Huh - had not run across LOO-PIT yet. Damn this field keeps evolving. I had however, re-implemented Quantile Residual checks, much like in the DHARMa package.

quantile_residuals <- function(fit, n=1000){
  # get y - from rethinking::postcheck
  lik <- (fit@formula)[[1]]
  outcome <- as.character(lik[[2]])
  if (class(fit) == "ulam") 
    outcome <- undot(outcome)
  y <- fit@data[[outcome]]

  # get the ecdfs
  s <- sim(fit, n = n)
  dists <- apply(s, 1, ecdf)

  #get the quantile residuals
  quant_res <- numeric(ncol(s))
  for(i in 1:length(y)){
    quant_res[i] <- dists[[i]](y[i])
  }

  return(quant_res)
}

This is nice because then you can make QQ plots like so:

data(cars)
flist <- alist(
  dist ~ dnorm( mu , sigma ) ,
  mu <- a+b*speed ,
  c(a,b) ~ dnorm(0,1) , 
  sigma ~ dexp(1)
)
fit <- quap( flist , start=list(a=40,b=0.1,sigma=20) , data=cars )

quantile_residuals(fit) |>
  gap::qqunif(logscale=FALSE)

image

But - I'm guessing this will have similar issues for binomial models? I'd imagine calculating LOO-PITs must be somewhat similar? Need to read, though.....
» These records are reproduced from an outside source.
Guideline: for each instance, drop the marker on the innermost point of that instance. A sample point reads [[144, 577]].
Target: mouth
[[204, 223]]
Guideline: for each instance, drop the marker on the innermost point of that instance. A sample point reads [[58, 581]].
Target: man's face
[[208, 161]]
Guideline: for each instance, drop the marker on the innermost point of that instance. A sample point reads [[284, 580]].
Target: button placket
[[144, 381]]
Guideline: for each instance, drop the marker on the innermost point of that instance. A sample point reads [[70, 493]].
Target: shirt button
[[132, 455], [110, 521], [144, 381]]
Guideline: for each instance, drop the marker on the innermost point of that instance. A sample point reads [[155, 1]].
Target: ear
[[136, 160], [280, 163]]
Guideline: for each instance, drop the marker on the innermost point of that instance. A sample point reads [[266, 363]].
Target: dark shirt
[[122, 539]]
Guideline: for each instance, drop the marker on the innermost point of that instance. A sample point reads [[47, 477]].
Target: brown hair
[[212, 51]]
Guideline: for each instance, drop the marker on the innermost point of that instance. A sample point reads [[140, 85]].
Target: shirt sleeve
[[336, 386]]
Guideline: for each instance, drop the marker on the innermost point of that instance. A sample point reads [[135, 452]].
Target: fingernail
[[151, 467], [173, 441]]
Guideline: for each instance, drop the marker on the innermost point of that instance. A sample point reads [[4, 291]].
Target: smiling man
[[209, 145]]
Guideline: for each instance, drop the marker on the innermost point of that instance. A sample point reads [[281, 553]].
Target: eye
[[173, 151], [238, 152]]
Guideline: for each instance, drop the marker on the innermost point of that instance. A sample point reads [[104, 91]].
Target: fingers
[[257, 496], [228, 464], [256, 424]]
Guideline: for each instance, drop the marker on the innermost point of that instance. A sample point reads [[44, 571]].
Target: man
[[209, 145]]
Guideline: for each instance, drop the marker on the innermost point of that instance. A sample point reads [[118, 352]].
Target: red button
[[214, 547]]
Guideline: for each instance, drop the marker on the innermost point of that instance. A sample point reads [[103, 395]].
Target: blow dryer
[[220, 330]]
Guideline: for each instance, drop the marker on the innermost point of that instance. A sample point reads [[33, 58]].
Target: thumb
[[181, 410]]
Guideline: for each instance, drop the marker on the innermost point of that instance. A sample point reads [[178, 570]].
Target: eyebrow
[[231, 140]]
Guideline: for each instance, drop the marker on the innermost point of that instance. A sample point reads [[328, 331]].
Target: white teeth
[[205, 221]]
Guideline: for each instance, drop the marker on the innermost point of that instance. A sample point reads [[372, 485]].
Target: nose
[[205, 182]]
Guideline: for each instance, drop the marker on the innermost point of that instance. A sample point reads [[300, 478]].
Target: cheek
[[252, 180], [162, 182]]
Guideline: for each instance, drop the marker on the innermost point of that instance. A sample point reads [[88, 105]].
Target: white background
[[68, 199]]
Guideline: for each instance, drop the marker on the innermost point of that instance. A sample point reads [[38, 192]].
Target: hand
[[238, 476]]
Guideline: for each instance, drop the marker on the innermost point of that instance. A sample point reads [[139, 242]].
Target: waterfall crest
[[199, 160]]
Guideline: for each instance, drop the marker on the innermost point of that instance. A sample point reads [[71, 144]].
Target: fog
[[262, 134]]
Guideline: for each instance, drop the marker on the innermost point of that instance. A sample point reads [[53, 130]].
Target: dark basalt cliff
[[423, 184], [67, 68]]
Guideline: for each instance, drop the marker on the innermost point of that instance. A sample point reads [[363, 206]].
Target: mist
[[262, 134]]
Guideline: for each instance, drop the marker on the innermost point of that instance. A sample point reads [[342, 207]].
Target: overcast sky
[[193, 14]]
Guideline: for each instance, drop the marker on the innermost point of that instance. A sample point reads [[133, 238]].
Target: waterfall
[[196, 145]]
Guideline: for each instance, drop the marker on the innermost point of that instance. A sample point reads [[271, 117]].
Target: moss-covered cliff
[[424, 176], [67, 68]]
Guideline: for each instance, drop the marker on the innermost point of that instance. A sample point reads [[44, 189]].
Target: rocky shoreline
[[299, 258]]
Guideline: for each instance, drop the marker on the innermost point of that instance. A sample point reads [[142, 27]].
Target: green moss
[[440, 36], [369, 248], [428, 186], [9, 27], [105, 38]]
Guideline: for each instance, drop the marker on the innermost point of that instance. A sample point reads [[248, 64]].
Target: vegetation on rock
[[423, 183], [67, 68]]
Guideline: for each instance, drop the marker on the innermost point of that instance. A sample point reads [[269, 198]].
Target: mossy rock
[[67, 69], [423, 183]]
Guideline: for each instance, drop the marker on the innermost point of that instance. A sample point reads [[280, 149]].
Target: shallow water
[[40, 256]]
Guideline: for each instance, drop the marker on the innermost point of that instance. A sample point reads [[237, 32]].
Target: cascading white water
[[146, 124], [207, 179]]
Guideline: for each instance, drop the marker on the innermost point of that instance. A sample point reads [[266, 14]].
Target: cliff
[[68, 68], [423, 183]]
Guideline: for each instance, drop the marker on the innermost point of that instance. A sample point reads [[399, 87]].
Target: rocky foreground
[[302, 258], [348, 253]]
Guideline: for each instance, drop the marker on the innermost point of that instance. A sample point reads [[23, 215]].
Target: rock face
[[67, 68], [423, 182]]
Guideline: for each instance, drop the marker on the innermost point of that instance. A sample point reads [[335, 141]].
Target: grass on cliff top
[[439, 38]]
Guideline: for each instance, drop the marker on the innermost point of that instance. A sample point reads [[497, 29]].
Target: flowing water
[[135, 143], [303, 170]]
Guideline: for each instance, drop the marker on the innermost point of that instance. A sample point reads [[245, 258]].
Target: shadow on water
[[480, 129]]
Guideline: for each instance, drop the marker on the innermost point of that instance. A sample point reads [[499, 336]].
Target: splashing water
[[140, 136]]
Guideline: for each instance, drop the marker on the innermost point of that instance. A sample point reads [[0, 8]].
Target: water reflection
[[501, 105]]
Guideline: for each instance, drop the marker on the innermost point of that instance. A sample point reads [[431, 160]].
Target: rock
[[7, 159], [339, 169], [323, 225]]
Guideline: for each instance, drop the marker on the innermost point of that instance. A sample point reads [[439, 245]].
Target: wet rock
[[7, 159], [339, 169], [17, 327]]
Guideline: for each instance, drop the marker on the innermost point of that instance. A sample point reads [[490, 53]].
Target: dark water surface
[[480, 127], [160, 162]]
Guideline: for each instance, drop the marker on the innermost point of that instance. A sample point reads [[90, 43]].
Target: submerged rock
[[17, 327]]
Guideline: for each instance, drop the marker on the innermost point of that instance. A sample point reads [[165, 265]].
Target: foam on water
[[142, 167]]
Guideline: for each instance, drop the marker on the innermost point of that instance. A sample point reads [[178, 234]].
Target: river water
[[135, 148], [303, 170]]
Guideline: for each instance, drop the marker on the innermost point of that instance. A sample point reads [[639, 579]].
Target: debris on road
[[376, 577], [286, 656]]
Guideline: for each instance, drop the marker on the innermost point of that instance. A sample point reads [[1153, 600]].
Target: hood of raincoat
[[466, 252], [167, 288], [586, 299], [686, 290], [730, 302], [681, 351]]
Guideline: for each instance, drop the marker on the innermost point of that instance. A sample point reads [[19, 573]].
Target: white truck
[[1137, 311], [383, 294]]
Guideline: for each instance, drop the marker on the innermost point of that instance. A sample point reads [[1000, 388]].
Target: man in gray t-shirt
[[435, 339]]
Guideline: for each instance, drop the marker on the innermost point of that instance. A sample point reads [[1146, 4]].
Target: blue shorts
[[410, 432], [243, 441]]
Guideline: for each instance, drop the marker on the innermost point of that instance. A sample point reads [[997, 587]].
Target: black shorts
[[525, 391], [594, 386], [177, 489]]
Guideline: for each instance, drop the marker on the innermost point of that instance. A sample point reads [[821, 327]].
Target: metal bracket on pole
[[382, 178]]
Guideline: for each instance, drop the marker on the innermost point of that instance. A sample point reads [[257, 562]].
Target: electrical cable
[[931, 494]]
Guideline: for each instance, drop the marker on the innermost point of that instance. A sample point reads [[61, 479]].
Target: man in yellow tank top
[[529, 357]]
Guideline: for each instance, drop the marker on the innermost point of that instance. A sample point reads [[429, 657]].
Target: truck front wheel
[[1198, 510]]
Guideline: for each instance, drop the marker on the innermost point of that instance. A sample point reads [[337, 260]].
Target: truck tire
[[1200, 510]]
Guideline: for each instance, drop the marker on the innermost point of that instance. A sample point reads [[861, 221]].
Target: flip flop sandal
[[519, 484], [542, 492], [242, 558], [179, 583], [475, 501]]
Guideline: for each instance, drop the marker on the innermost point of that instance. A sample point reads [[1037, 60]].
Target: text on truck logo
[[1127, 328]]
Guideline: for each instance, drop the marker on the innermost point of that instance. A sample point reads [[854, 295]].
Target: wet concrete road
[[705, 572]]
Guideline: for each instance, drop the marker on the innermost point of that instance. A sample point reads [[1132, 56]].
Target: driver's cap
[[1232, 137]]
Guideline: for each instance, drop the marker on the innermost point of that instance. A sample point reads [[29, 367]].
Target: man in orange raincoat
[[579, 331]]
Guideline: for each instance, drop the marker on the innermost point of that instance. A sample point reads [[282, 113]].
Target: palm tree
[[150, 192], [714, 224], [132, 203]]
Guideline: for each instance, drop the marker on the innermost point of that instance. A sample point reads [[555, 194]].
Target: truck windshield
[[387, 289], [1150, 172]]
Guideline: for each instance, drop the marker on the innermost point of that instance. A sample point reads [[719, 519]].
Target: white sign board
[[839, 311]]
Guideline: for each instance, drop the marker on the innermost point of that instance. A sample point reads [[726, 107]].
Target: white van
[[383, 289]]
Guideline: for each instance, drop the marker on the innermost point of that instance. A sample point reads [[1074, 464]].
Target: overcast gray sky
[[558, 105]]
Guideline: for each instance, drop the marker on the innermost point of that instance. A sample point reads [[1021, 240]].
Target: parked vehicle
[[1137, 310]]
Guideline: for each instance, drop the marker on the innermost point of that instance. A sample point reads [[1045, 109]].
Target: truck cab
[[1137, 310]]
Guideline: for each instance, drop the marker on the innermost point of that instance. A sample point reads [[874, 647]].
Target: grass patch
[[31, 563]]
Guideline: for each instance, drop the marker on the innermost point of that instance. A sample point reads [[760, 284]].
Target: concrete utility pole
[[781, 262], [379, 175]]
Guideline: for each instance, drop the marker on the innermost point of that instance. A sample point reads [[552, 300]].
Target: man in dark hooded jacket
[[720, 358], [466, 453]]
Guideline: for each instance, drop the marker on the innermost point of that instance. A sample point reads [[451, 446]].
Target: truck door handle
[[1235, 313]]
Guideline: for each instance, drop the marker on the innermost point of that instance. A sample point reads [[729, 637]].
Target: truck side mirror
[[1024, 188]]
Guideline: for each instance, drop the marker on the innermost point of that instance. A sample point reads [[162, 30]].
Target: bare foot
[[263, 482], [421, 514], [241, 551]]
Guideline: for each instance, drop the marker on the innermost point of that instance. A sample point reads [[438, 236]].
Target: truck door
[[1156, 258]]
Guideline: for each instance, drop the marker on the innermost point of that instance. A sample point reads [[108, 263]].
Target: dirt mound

And, I suppose if you want to make a hot plot like the ones I now see in bayesplot - well, you could do it with quantil residuals as well


# plot against unif dists
get_rep_unifs <- function(samples, n = 100){
  data.frame(
    id = sort(rep(1:samples, n)),
    unif = runif(samples*n)
  )
}

library(ggplot2)
bayes_qr_plot <- function(fit, n = 1000, n_unif = 100, ...){
  q <- quantile_residuals(fit)
  get_rep_unifs(length(q), n_unif) |>
    ggplot(aes(x = unif, group = id)) +
    geom_density(color = alpha("black", 0.3), ...) +
    geom_density(data = data.frame(unif = q, id = 1),
                 linewidth = 3, ...)
}

bayes_qr_plot(fit)

image

Which I suppose could serve the basis of a plotting function. Yes, yes, I know, I prefer ggplot2. I'm very tidy. Or try to be. I'm sure this could be done in base, but, wow, my base brain is.... stale.